Once those organizing hurdles are overcome, the aide predicted, support will increase among natural allies. But the politics will still be difficult, as the defense industry and local police can serve as extremely effective lobbyists. "Outside of the good work [Georgia Rep.] Hank Johnson and FCNL have been doing, this issue hasn’t gotten a lot of play up on the Hill," the aide added. The Friends Committee on National Legislation (FCNL) is a Quaker group that lobbies against militarization and has worked with Johnson, who plans to introduce a bill in the House to address the issue.
In the Senate, meanwhile, Armed Services Committee Chairman Carl Levin (D-Mich.) issued a statement on Friday vowing to review the program, but stopped short of calling for any actual reforms.
"Congress established this program out of real concern that local law enforcement agencies were literally outgunned by drug criminals," Levin said. "We intended this equipment to keep police officers and their communities safe from heavily armed drug gangs and terrorist incidents. Before the defense authorization bill comes to the Senate floor, we will review this program to determine if equipment provided by the Defense Department is being used as intended."

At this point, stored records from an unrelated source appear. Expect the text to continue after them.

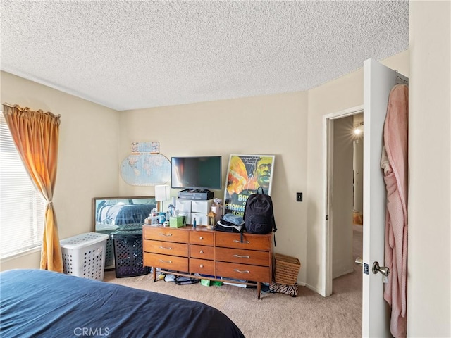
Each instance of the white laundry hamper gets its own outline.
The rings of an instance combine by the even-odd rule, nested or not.
[[[61,239],[64,273],[104,280],[108,239],[106,234],[87,232]]]

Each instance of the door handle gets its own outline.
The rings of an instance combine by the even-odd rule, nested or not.
[[[381,273],[382,275],[387,277],[390,273],[390,269],[386,266],[379,266],[378,262],[374,262],[373,263],[373,273],[376,275],[378,273]]]
[[[357,258],[355,258],[355,263],[359,264],[361,266],[364,266],[364,260],[362,258],[362,257],[357,257]]]

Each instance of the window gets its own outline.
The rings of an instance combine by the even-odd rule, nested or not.
[[[45,200],[36,190],[0,112],[0,257],[39,246]]]

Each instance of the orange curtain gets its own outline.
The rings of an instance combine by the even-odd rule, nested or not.
[[[4,104],[4,115],[22,161],[36,189],[47,201],[41,268],[63,272],[63,258],[53,207],[60,115]]]

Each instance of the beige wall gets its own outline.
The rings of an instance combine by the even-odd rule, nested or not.
[[[451,337],[451,2],[410,1],[407,336]]]
[[[271,196],[278,231],[277,252],[298,257],[307,265],[307,93],[187,104],[121,113],[121,161],[133,141],[159,141],[160,152],[173,156],[223,156],[223,190],[231,154],[274,154]],[[152,188],[121,183],[122,194],[153,193]],[[176,196],[177,190],[171,192]],[[299,281],[306,278],[301,269]]]
[[[401,74],[409,75],[409,51],[396,54],[381,63]],[[323,172],[323,119],[324,115],[363,105],[362,68],[308,92],[307,154],[307,284],[320,292],[324,289],[324,173]]]
[[[60,238],[90,231],[92,197],[118,192],[118,113],[7,73],[1,77],[2,103],[61,114],[54,194]],[[37,268],[39,254],[4,260],[1,269]]]

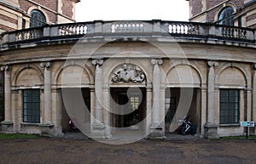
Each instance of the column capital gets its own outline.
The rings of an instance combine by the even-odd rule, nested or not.
[[[253,63],[253,70],[256,71],[256,63]]]
[[[209,61],[207,61],[207,65],[209,67],[212,67],[212,66],[217,67],[218,65],[218,62],[213,61],[213,60],[209,60]]]
[[[52,63],[49,61],[40,63],[41,68],[50,68],[52,66]]]
[[[11,66],[9,65],[1,65],[2,71],[9,71],[10,69],[11,69]]]
[[[162,58],[152,58],[151,59],[151,65],[162,65],[163,64],[163,59]]]
[[[91,64],[93,65],[103,65],[103,62],[104,62],[104,60],[102,58],[96,58],[96,59],[92,59],[92,60],[91,60]]]

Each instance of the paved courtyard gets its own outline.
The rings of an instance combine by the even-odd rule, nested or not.
[[[128,144],[90,139],[1,139],[2,164],[108,163],[256,163],[254,140],[208,140],[169,138]]]

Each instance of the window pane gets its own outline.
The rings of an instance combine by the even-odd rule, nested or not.
[[[220,123],[237,123],[239,122],[239,90],[221,89],[220,90]]]
[[[46,24],[46,19],[44,14],[37,9],[31,12],[30,27],[43,26]]]
[[[234,10],[231,7],[224,8],[218,15],[219,25],[234,25]]]
[[[40,122],[40,90],[23,91],[23,122]]]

Although the effects of the 1033 program have been documented for years, many lawmakers don’t know much about it. Former Rep. Barney Frank (D-Mass.), a longtime critic of bloated defense budgets, told HuffPost he was "not familiar" with it, and a progressive House aide said the lack of lobbying around the program made it easier for lawmakers to defer to their local police.
Members of Congress have justified the program by saying police departments need to be prepared to fight terrorism. “There could be a terrorist threat with people with high-cartridge ammunition and weaponry, where [police] might need to respond with some type of, something like that, although the national guard would be called out,” Rep. Steve Cohen (D-Tenn.) said Friday on MSNBC.
But Cohen was one of three lawmakers who wrote to House Judiciary Committee chairman Bob Goodlatte (R-Va.) last week urging him to hold a hearing to examine how much local law enforcement really needs access to military gear.
Wartime weapons should not be used “against our own citizens when there is civil unrest and civil protest,” Cohen said. “Even if it got to the point where it did where they are breaking some glass, that's no reason to come with the amount of force and appearance that was brought by the police in Ferguson.”
A Goodlatte spokeswoman said the congressman supports the investigation into Michael Brown’s death, but wouldn’t comment on the Pentagon program.
A petition on the White House website calling for an end to the program had nearly 500 signatures as of Monday afternoon. If the petition collects 100,000 signatures by Sept. 13, the White House will issue a response.
David McCabe contributed reporting.
CORRECTION: This article incorrectly stated that Rep. Alan Grayson didn't call on his colleagues to back his amendment. He sent them a Dear Colleague letter asking for their support.